Perhaps one reason for the scanty tolerance that humor receives at the hands of the disaffected is because of the rather selfish way in which the initiated enjoy their fun; for there is always a secret irritation about a laugh in which we cannot join. Mr. George Saintsbury is plainly of this way of thinking, and, being blessed beyond his fellows with a love for all that is jovial, he speaks from out of the richness of his experience. “Those who have a sense of humor,” he says, “instead of being quietly and humbly thankful, are perhaps a little too apt to celebrate their joy in the face of the afflicted ones who have it not; and the afflicted ones only follow a general law in protesting that it is a very worthless thing, if not a complete humbug.” This spirit of exclusiveness on the one side and of irascibility on the other may be greatly deplored, but who is there among us, I wonder, wholly innocent of blame? Mr. Saintsbury himself confesses to a silent chuckle of delight when he thinks of the dimly veiled censoriousness with which Peacock’s inimitable humor has been received by one-half of the reading world. In other words, his enjoyment of the Reverend Doctors Folliott and Opimian is sensibly increased by the reflection that a great many worthy people, even among his own acquaintances, are, by some mysterious law of their being, debarred from any share in his pleasure. Yet surely we need not be so niggardly in this matter. There is wit enough in those two reverend gentlemen to go all around the living earth and leave plenty for generations now unborn. Each might say with Juliet:

“The more I give to thee,
The more I have;”

for wit is as infinite as love, and a deal more lasting in its qualities. When Peacock describes a country gentleman’s range of ideas as “nearly commensurate with that of the great king Nebuchadnezzar when he was turned out to grass,” he affords us a happy illustration of the eternal fitness of humor, for there can hardly come a time when such an apt comparison will fail to point its meaning.
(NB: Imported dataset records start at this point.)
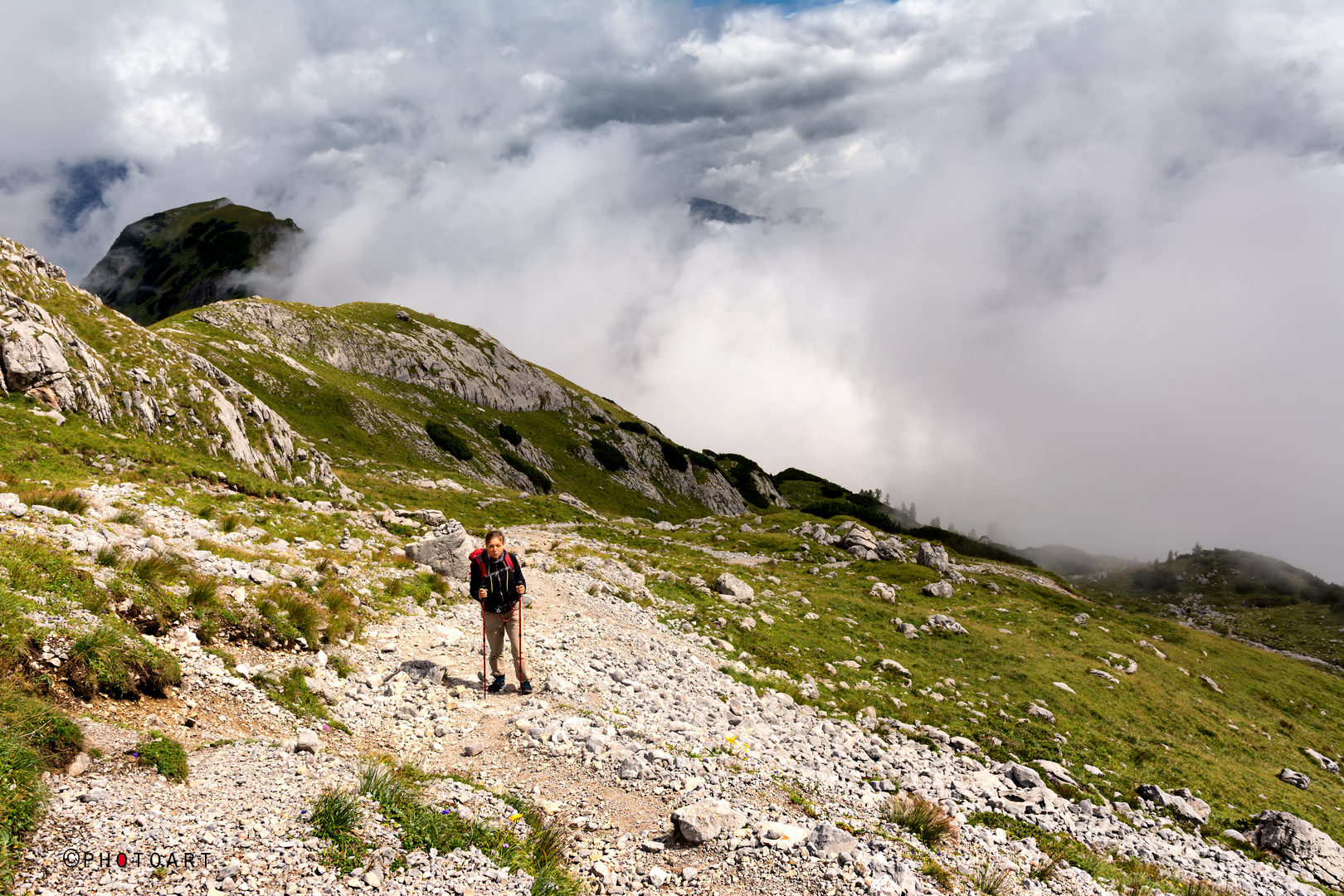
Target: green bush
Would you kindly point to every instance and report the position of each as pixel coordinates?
(535, 476)
(448, 441)
(609, 455)
(66, 501)
(968, 547)
(34, 737)
(743, 480)
(119, 665)
(828, 509)
(702, 460)
(674, 455)
(164, 754)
Mr. Birrell is quite as selfish in his felicity as Mr. Saintsbury, and perfectly frank in acknowledging it. He dwells rapturously over certain well-loved pages of “Pride and Prejudice” and “Mansfield Park,” and then deliberately adds, “When an admirer of Miss Austen reads these familiar passages, the smile of satisfaction, betraying the deep inward peace they never fail to beget, widens like ‘a circle in the water,’ as he remembers (and he is always careful to remember) how his dearest friend, who has been so successful in life, can no more read Miss Austen than he can read the Moabitish stone.” The same peculiarity is noticeable in the more ardent lovers of Charles Lamb. They seem to want him all to themselves, look askance upon any fellow-being who ventures to assert a modest preference for their idol, and brighten visibly when some ponderous critic declares the Letters to be sad stuff and not worth half the exasperating nonsense talked about them. Yet Lamb flung his good things to the wind with characteristic prodigality, little recking by whom or in what spirit they were received. How many witticisms, I wonder, were roared into the deaf ears of old Thomas Westwood, who heard them not, alas! but who laughed all the same, out of pure sociability, and with a pleasant sense that something funny had been said! And what of that ill-fated pun which Lamb, in a moment of deplorable abstraction, let fall at a funeral, to the surprise and consternation of the mourners? Surely a man who could joke at a funeral never meant his pleasantries to be hoarded up for the benefit of an initiated few, but would gladly see them the property of all living men; ay, and of all dead men, too, were such a distribution possible. “Damn the age! I will write for antiquity!” he exclaimed with not unnatural heat when the “Gypsy’s Malison” was rejected by the ingenious editors of the Gem, on the ground that it would “shock all mothers”; and even this expression, uttered with pardonable irritation, manifests no solicitude for a narrow and esoteric audience.